“The world is mud-luscious and puddle-wonderful.” – e.e. Cummings
Fall is here with its whimsical, whirling leaves and wind. There’s no better time to make sure we, and our children, are getting enough outdoor fun. With screen time increasing for both kids and adults, it’s more important than ever to consciously make the time to play in nature.
There is no shortage of information about why our kids need the great outdoors. Vitamin D exposure, healthy eye development, opportunities for exercise, improved sleep quality and brain development, Mother Nature provides it all. Thanks to the nature of outdoor play, (the jackpot of early childhood development), kids can discover confidence, independence and resiliency. Playing outside forces kids to be inventive. It requires them to make choices and choose adventures, take risks and adapt. They move their whole bodies, and use all of their senses when in nature; they can see, hear, smell and touch the world around them, and research tells us that multi-sensory experience promotes better learning.
Outdoor play supports coordination, balance, and motor skills; it feeds a sense of wonder, forces our kids to ask questions, and it even reduces stress, which is important because stress is a huge barrier to brain development.
Below are four ways to take advantage of the outdoors to promote healthy brain development and early literacy.
1. Do something that helps out Mother Nature, such as make a bird feeder, plant a tree, or make a birdbath.
You will need:
- natural peanut butter
- suet (or lard)
- wild birdseed
- cotton thread
- Mix equal parts peanut butter (use the natural kind with only peanuts listed in the ingredients) and suet (or lard)
- Stir in enough cornmeal to make a thick paste
- Press this mixture into the pinecone
- Roll the pinecone in the wild birdseed mix
- String or tie cotton thread to the pinecone and hang from a tree in your yard
2. Start an art project.
- Collect and press fall leaves between wax paper, or do leaf rubbings (place a piece of paper over the leaf and lightly rub over it with a pencil or crayon)
- Collect rocks and paint them to look like animals
- Create a “stained glass” window with fall leaves.

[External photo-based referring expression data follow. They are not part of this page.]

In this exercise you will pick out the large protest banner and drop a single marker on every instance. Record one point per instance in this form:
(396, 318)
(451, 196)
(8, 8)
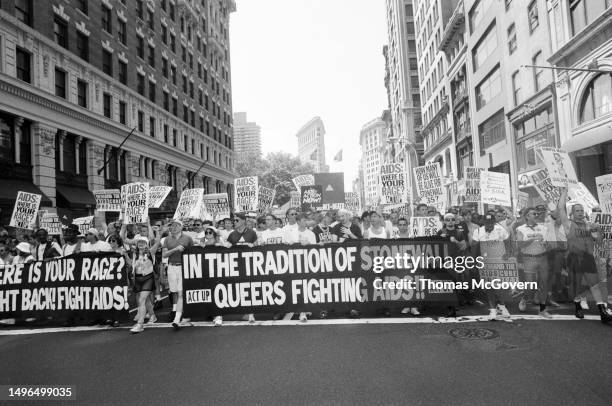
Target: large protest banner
(189, 204)
(424, 226)
(136, 203)
(108, 200)
(604, 192)
(282, 278)
(25, 210)
(303, 180)
(548, 192)
(266, 198)
(559, 166)
(429, 186)
(51, 223)
(157, 195)
(604, 221)
(394, 184)
(495, 188)
(246, 194)
(472, 184)
(89, 284)
(312, 197)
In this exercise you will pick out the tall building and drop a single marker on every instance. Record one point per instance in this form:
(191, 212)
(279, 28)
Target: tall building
(403, 84)
(311, 144)
(247, 138)
(581, 40)
(438, 139)
(372, 140)
(513, 109)
(77, 76)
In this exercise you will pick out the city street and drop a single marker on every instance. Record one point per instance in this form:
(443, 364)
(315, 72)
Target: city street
(392, 362)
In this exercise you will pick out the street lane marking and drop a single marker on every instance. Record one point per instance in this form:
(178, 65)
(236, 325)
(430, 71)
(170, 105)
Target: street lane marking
(313, 322)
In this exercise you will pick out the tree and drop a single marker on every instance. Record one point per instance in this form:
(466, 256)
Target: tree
(275, 171)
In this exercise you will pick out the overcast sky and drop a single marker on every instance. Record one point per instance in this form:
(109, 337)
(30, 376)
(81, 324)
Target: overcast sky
(296, 59)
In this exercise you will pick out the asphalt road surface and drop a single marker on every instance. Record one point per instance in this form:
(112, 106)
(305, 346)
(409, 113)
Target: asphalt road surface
(393, 362)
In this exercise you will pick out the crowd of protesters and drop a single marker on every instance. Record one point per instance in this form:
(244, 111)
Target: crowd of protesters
(554, 248)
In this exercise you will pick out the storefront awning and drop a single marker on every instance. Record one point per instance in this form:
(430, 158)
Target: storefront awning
(588, 138)
(74, 197)
(10, 187)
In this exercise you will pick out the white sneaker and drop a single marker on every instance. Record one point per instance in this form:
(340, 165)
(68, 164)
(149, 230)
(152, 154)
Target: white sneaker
(503, 311)
(138, 328)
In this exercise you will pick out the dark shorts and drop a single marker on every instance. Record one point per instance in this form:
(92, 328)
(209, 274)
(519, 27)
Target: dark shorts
(144, 283)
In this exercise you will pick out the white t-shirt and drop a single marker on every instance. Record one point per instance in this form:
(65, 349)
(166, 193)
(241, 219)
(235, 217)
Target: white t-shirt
(271, 236)
(98, 246)
(492, 244)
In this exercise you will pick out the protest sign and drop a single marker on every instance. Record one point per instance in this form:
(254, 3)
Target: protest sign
(503, 270)
(495, 188)
(424, 226)
(429, 186)
(84, 223)
(217, 205)
(136, 203)
(108, 200)
(472, 184)
(189, 204)
(547, 191)
(51, 223)
(157, 195)
(394, 184)
(25, 210)
(246, 194)
(89, 284)
(303, 180)
(604, 248)
(559, 166)
(296, 200)
(338, 277)
(312, 197)
(266, 198)
(604, 192)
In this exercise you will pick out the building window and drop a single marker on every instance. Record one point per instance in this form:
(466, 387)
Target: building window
(123, 72)
(151, 56)
(538, 73)
(23, 11)
(486, 46)
(140, 84)
(532, 12)
(107, 22)
(82, 93)
(597, 99)
(23, 65)
(121, 28)
(140, 121)
(82, 6)
(60, 31)
(511, 38)
(140, 47)
(122, 112)
(107, 62)
(489, 88)
(83, 46)
(492, 131)
(107, 101)
(152, 91)
(516, 87)
(60, 83)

After picking your colourful leaves outside, press them to the sticky side of some transparent contact paper, and place on your window
3. Read a non-fiction book about birds.
Try About Birds: A Guide for Children by Cathryn Sill, and see if you can find any of the birds outside. Pair it with fiction books about birds or animals, like the Little Owl’s series by Divya Srinivasan, or any of the Pigeon series by Mo Willems. Extend your books even further by drawing and colouring your favourite birds together.
4. Learn a rhyme together that involves nature.
Here’s one to start you off:
Leaves are floating softly down;
Some are red and some are brown.
The wind goes whooshing through the air.
When you look back there’s no leaves there.
Mother Nature provides for a rich learning experience, so get out there and seize the season—make those mud pies, and jump in those puddles!